When I got to the “fill in the blank” sections regarding charitable contributions, I went through a mental checklist of local nonprofits I wanted to support. At the time, it occurred to me that if I was lucky to hang around long enough, that some of those nonprofits may not still be in Juneau, or they could merge, change, or be somehow different from than the versions that I support today.
I thought, wouldn’t it be nice if there was an organization that would allow me to donate a portion of my estate and that I would be assured the money would go to the causes that I care about? So, I did a little investigation and learned that local community foundations existed in many parts of the country that served that purpose, but we didn’t have one in Juneau. In talking the topic over with friends, including Ken Leghorn and Eric Kueffner, we shared a recognition of the potential benefit of community foundations. It was then we agreed to start the Juneau Community Foundation.
While JCF is now a successful and growing entity which does serve that original purpose, I didn’t realize that a community foundation could be far more than a place to leave money through a will.
Since its inception, the foundation has proven to help other nonprofits reach their goals, like the newly completed Theater in the Rough and local charities like the Glory Hole, by linking likeminded donors with worthy causes.
JCF has also helped to construct the Dimond Park Field House, which was started as a JCF project and was later handed over to the Dimond Park Field House board, created for the purpose of owning and operating the indoor sports complex.
The foundation has also been place to honor the lives of former Juneau residents through Memorial Funds, by facilitating giving to charitable organizations or causes that they supported.
Additionally, the foundation has helped to endow scholarships for popular local programs like the Juneau Arts and Humanities Council and the Juneau Youth Choir.
In an effort to sustain philanthropy in the community over time, JCF has worked to inspire its future philanthropic leaders through its teen philanthropy program, the Youth Action committees at Juneau-Douglas and Thunder Mountain high schools, which has guided students in raising and granting funds in support of youth-related issues.
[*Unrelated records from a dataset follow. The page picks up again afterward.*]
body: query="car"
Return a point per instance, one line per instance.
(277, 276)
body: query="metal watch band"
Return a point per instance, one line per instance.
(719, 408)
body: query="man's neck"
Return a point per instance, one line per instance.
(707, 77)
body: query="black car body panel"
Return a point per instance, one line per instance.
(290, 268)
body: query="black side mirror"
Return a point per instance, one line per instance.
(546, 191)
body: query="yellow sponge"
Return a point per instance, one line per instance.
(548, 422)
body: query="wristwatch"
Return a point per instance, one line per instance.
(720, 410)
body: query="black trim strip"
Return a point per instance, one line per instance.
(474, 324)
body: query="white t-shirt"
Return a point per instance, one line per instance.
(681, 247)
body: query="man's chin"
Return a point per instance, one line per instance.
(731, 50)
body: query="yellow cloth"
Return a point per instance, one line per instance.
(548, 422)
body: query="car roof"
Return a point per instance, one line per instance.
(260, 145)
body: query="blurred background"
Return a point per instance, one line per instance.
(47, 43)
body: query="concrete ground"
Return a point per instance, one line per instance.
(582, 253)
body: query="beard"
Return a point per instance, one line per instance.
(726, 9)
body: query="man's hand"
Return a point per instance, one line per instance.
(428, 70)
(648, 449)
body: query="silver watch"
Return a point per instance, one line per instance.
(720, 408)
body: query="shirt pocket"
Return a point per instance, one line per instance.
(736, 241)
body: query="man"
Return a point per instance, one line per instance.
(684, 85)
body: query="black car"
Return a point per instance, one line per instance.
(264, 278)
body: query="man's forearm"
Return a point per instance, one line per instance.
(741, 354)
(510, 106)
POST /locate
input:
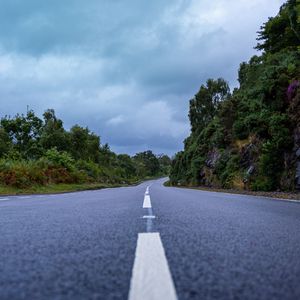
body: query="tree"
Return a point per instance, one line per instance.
(204, 105)
(147, 162)
(53, 133)
(24, 131)
(282, 31)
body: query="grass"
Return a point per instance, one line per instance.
(63, 188)
(275, 194)
(55, 188)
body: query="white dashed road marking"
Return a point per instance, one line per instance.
(151, 277)
(147, 201)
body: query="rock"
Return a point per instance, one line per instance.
(298, 176)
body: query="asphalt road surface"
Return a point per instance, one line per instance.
(149, 242)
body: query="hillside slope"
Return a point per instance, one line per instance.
(250, 138)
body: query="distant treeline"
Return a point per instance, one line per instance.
(250, 138)
(36, 151)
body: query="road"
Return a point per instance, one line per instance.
(149, 242)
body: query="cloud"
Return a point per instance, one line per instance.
(124, 68)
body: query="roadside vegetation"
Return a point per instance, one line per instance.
(39, 155)
(250, 138)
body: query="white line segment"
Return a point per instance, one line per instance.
(151, 277)
(149, 217)
(147, 202)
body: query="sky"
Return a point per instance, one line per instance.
(125, 69)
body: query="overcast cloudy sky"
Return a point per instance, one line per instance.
(124, 68)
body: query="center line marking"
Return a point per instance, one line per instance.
(151, 276)
(149, 217)
(147, 202)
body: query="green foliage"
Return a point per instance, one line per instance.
(247, 138)
(204, 105)
(42, 152)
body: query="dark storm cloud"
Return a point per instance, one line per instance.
(125, 68)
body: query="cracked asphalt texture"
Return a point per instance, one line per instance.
(82, 245)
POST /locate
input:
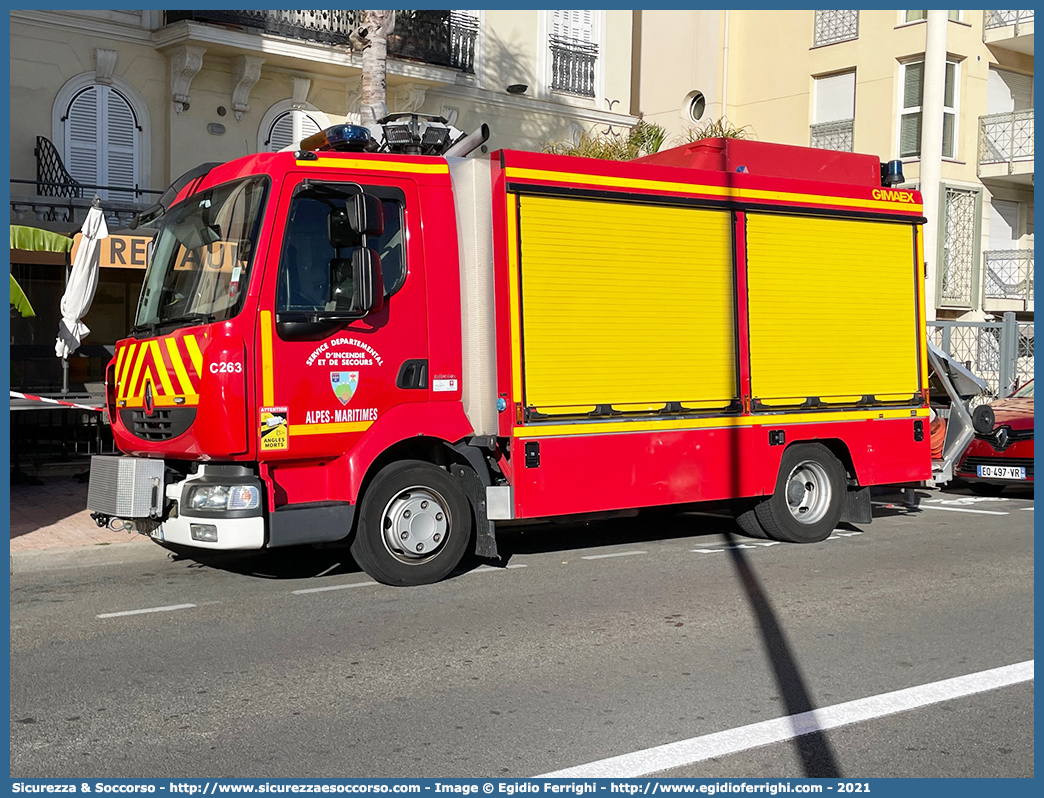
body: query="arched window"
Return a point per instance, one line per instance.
(284, 124)
(101, 141)
(289, 127)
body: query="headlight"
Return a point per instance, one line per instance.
(223, 497)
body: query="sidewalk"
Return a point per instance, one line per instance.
(53, 515)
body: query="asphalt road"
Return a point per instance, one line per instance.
(596, 641)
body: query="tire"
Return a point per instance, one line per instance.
(806, 505)
(986, 489)
(414, 524)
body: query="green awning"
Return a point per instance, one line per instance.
(34, 239)
(19, 300)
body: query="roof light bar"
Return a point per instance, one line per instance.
(340, 138)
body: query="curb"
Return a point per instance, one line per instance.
(81, 557)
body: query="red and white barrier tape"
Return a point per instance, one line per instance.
(16, 395)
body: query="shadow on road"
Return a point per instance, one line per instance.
(308, 562)
(816, 755)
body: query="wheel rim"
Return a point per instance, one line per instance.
(416, 524)
(808, 492)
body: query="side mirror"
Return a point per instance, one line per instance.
(356, 284)
(339, 230)
(368, 294)
(365, 214)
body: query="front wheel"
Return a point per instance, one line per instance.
(806, 505)
(414, 524)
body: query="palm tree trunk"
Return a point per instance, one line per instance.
(374, 100)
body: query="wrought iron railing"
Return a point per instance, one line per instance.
(1003, 19)
(1000, 353)
(573, 66)
(445, 39)
(1006, 138)
(838, 135)
(56, 196)
(1009, 275)
(835, 26)
(52, 178)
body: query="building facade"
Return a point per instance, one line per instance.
(118, 103)
(949, 93)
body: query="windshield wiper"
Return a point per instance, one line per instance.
(191, 319)
(149, 328)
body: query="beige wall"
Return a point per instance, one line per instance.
(50, 48)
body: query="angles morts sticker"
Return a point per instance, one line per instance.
(273, 429)
(343, 384)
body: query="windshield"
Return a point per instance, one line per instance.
(199, 260)
(1026, 392)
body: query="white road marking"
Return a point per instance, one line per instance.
(492, 569)
(330, 587)
(963, 510)
(616, 554)
(741, 738)
(171, 608)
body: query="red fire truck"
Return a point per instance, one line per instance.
(402, 351)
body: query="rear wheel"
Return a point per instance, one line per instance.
(806, 505)
(414, 524)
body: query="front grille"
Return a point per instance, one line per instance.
(1001, 438)
(970, 465)
(162, 425)
(125, 487)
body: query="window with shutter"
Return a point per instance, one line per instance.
(101, 142)
(833, 113)
(288, 128)
(909, 112)
(574, 52)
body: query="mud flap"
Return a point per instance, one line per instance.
(855, 508)
(485, 539)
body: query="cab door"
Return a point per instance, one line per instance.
(326, 379)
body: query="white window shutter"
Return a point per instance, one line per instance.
(281, 134)
(290, 127)
(573, 24)
(306, 125)
(914, 85)
(81, 137)
(121, 138)
(834, 98)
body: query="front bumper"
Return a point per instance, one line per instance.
(155, 498)
(980, 452)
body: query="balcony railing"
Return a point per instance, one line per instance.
(835, 26)
(573, 64)
(1009, 275)
(445, 39)
(1003, 19)
(55, 196)
(1006, 138)
(836, 135)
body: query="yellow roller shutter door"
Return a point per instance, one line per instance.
(832, 309)
(625, 305)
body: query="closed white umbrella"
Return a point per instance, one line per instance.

This journey of philanthropy has been a tremendously rewarding experience — I have learned that community members can solve problems by working together and collaborating with an incredible network of nonprofit organizations.
I encourage you to support the causes and charities that matter to you, whether it’s through one of the many vehicles of philanthropy at JCF, PFDs Pick.Click.Give., or direct to one of the many organizations that makes Juneau a great place to live. Giving has its own rewards that all of us should experience when the opportunity presents itself.
• Reed Stoops is one of the founders and current board members of the Juneau Community Foundation and is also a lobbyist and businessman.